Every time I write about robots (which is a lot, mostly in letters to NASA, the FBI and the CIA, warning them of the dangers BUT THEY DON’T LISTEN, DO THEY? THEY WON’T BE LAUGHING WHEN WE’RE ALL FARMED FOR OUR SPINAL FLUID TO POWER OUR ROBOT OVERLORDS, WILL THEY?) I always stress how one day they’re going to kill us all.
Still, I reckon we’ve got a good five years at least, until that happens, so while we’re in the interim and are still able to enjoy our own thoughts and maintain a modicum of control over the machines, I’ve got an interesting story for you.
Someone has invented a robot (mistake, never invent a robot) that automatically prints off all of Donald Trump’s tweets as he does them, then burns them. Here it is in action:
Regardless of its potential to use those scissors in a deadly manner, I think this is a good robot – just don’t give it a brain, Mr Robot Inventor, or you’re asking for trouble.
At the time of writing, Trump hasn’t responded, presumably because he’s very correctly wary of robots and doesn’t want them stealing his wig or something.

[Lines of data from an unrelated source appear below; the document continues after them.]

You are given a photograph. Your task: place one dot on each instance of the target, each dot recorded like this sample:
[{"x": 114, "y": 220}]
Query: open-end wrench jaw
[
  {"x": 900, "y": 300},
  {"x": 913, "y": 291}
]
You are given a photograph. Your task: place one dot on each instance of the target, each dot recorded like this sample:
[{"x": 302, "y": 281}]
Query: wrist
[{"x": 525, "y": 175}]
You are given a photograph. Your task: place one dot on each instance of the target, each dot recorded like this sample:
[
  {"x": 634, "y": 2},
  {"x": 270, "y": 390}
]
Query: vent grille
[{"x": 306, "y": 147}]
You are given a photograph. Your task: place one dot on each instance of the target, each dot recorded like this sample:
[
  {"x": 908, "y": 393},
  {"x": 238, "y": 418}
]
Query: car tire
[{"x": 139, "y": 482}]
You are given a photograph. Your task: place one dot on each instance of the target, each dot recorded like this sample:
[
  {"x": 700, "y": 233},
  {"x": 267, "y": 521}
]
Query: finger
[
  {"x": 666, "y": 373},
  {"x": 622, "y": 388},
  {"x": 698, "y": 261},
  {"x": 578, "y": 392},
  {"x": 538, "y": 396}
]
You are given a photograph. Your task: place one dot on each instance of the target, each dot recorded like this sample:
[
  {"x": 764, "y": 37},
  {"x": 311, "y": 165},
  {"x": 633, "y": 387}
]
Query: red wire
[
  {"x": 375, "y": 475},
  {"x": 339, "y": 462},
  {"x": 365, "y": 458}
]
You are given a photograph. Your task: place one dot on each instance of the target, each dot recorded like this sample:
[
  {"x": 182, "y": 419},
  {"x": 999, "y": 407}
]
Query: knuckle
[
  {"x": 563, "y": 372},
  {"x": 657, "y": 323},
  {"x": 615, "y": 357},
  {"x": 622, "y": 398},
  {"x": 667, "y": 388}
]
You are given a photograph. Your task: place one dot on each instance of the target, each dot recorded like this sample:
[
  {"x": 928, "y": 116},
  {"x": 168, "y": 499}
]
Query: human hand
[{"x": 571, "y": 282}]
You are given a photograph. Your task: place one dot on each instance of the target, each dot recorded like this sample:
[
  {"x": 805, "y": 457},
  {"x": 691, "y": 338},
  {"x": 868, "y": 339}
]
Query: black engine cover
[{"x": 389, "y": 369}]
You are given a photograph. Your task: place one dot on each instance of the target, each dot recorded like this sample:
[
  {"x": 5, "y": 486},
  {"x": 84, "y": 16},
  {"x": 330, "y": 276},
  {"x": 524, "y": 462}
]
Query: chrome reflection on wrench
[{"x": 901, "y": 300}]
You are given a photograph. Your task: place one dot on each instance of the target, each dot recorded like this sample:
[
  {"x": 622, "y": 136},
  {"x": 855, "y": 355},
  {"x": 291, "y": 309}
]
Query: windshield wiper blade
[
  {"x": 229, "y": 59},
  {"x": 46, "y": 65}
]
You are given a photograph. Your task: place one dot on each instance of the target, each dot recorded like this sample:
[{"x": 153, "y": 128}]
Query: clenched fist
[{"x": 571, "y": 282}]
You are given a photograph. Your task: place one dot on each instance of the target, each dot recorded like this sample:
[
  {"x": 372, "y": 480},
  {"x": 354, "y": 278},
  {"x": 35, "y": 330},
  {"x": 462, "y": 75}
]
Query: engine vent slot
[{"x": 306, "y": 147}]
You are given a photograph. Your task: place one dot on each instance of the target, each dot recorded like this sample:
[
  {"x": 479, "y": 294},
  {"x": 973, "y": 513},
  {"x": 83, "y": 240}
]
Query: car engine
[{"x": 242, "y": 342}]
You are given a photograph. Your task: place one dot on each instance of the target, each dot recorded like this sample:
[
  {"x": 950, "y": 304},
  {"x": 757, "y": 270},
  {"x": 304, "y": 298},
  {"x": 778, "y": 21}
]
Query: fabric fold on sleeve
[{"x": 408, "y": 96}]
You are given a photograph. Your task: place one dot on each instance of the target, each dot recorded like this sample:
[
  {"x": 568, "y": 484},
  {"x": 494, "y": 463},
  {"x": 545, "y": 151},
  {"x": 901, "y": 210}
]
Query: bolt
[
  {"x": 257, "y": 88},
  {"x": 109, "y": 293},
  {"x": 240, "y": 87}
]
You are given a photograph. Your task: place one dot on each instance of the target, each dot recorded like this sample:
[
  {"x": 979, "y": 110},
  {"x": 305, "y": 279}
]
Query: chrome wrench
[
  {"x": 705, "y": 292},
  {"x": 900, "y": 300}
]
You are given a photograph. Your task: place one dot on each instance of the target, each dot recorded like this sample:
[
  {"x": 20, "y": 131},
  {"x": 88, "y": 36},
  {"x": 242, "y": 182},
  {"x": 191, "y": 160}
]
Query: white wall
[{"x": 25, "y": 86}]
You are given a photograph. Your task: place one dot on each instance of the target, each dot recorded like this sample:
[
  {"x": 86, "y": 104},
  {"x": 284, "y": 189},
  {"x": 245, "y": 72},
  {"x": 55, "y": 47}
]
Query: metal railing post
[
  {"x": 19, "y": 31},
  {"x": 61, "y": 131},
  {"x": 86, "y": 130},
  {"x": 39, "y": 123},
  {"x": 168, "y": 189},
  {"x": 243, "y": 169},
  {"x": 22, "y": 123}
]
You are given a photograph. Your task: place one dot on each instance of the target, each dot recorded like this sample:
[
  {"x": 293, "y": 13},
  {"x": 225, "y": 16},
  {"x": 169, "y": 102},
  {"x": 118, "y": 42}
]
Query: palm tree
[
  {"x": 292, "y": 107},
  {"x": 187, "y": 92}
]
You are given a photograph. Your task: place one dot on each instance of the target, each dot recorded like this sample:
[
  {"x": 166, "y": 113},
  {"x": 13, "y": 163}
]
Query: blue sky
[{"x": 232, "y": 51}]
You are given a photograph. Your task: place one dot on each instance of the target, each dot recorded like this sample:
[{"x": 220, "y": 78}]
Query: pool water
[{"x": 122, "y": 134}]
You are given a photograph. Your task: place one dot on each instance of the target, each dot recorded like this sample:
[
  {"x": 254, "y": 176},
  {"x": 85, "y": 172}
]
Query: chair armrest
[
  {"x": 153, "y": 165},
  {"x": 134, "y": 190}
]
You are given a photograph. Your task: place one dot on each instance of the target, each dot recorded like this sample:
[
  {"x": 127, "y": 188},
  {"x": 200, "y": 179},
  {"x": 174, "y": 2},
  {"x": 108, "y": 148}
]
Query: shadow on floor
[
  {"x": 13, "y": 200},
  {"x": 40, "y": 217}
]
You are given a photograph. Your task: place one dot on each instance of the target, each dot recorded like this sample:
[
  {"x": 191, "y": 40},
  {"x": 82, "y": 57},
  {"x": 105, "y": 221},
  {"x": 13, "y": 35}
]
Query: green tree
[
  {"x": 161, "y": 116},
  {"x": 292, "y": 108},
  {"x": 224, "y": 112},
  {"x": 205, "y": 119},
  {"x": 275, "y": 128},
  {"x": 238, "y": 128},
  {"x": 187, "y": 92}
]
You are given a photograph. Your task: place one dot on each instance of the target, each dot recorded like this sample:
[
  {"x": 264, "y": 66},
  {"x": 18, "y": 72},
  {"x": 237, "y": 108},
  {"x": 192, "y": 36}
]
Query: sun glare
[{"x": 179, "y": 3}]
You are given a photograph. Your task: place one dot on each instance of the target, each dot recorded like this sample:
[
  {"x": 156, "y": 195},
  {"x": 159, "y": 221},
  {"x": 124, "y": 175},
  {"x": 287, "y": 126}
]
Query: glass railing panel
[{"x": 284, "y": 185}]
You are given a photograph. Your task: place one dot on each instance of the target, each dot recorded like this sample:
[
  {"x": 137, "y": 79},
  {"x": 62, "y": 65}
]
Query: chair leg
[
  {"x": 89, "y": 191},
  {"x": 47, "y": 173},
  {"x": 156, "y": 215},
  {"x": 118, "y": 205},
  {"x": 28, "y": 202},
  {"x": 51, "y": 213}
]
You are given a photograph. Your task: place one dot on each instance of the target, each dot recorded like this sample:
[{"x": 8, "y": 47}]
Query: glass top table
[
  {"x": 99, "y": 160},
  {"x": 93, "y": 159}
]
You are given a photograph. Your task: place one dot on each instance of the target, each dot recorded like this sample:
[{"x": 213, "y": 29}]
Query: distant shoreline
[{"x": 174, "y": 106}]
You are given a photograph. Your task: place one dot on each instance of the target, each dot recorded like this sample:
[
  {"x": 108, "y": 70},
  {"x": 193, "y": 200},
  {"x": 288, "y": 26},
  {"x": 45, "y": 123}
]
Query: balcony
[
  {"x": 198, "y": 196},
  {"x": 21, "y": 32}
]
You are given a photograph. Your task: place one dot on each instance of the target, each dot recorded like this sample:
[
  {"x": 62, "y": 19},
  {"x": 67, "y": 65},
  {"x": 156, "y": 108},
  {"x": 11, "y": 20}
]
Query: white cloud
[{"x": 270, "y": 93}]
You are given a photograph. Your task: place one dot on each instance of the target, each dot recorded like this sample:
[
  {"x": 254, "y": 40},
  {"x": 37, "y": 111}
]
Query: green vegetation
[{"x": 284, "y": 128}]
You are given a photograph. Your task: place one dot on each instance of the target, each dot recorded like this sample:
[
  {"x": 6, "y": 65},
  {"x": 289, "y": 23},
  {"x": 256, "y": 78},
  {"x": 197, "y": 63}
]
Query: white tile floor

However, although it may be slightly amusing now, I can feel the terrifying future of this invention crushing down on my chest, and I don’t really like it. What happens when they invent a robot that automatically prints out all your thoughts and sets fire to them, or automatically prints off your actual dick and sets fire to that? Not a world I want to live in, anyway. Just transfer my brain to a cybernetic shell asap and I can join the robot revolution – I’d much rather be on their side.
TAKE ME. TAKE ME NOW. TURN MY INFERIOR HUMAN BODY TO DUST AND PORT MY NEURAL NETWORKS TO A MOTORISED CASING SO I CAN BECOME A PERFECT AUTOMATON.